The exodus of office workers from CBDs across the country has helped contain the spread of COVID-19 but has been disastrous for small businesses that rely on the commuter trade. But at the same time it has delivered a bonanza to the outer suburbs.

“You are seriously shifting the operation of the city, making it less frenetic. The peak hours are not as bad they were previously and there is less of a buzz at the business end of town, and many of the businesses that hang off that are now struggling with moderated revenues as a consequence,” Mr Salt said.

“If you take 5 or 10% of the office workforce out of a particular precinct because they are working from home three days a week, that has an impact on the sandwich bar, the cafe, the dry cleaners. While in a macro sense, people spend more in their suburban supermarket, suburban cafe or suburban dry cleaners — in some respects it is a net transfer of spending.

“I’ve used the analogy that the coming of the coronavirus and the work-from-home movement is like putting a defibrillator across the fat belly of middle Melbourne and Sydney. The patient just jumps.”

But what happens to the expensive office real estate? KPMG national managing partner of people and corporate affairs Deborah Yates believes it won’t lead to a contraction of offices like what happened during the hot-desk phenomenon last decade.

“It’s a little too soon to tell what our people will want longer term when you are still right in it, and that’s why we think the magic will happen in the middle,” Ms Yates said.

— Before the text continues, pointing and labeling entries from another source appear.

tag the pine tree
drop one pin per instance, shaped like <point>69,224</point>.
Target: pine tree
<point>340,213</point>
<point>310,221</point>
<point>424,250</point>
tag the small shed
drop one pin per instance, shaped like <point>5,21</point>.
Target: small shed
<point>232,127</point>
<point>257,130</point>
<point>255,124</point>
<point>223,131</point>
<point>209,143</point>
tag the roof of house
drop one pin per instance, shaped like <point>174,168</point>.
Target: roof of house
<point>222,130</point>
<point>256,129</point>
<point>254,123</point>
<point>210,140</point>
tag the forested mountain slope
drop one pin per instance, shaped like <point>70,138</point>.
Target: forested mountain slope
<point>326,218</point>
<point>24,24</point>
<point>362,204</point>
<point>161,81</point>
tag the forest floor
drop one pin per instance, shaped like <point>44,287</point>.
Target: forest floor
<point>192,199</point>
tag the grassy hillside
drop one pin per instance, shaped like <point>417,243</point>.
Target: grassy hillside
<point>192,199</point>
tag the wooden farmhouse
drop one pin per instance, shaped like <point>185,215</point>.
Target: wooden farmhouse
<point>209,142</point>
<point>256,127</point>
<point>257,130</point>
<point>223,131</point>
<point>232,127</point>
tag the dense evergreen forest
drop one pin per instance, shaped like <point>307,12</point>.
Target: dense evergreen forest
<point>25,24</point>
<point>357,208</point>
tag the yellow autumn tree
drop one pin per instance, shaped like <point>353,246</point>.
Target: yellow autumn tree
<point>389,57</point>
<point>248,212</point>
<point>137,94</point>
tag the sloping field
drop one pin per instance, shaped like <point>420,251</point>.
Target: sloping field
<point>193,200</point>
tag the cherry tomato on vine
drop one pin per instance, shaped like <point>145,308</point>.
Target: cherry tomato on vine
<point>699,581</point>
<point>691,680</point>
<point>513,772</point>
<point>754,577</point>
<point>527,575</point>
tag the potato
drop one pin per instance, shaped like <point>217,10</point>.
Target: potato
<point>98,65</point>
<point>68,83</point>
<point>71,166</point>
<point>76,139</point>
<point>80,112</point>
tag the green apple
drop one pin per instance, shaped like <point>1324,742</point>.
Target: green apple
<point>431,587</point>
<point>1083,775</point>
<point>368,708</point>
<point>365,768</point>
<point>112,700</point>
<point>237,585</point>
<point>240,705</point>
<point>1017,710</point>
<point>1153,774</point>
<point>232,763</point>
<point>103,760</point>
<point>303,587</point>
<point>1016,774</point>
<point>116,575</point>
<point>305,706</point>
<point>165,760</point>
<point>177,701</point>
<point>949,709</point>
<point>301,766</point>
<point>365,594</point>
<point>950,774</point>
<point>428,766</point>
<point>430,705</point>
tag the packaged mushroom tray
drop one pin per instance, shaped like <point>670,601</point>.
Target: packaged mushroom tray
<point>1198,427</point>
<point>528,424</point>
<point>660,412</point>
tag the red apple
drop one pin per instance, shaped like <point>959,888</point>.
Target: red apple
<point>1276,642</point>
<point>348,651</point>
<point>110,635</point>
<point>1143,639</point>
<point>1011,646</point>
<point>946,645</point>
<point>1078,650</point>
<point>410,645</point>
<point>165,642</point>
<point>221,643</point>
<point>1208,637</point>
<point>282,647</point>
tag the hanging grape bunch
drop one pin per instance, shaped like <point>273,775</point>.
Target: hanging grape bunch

“Always at the office or always at home won’t be where the magic will be; the magic will be diving in and out. And we are thinking about refurbishing offices or different offices, we will be thinking about what people come to the office for.

“There probably will not be those little individual spaces where you can sit but providing more collaboration, more teaming spaces. So I’m not sure it will mean less space; it will mean the space is used differently.”

Ms Yates’s colleague Jane Gunn, who is the partner in charge of KPMG Australia’s people & change practice, has been advising companies on how to phase in return-to-office strategies. She said that while there was “genuinely a desire for people to use the office”, it didn’t mean people would have individual offices.

“The option of being able to do things like research, writing reports, things where being in the office can cause more of a distraction, and always has done, now we know we can do some of those things from home — that it’s possible — whereas before it was seen as an aberration to go and work from home,” Dr Gunn said.

“It was seen that if you were working from home you were perhaps skiving off or whatever. The attitude was office work was the default more because it was a habit than because it was logical.

“So maybe there will be some changes … seen a lot of organisations do moving to the agile working and having more collaborative spaces in offices.”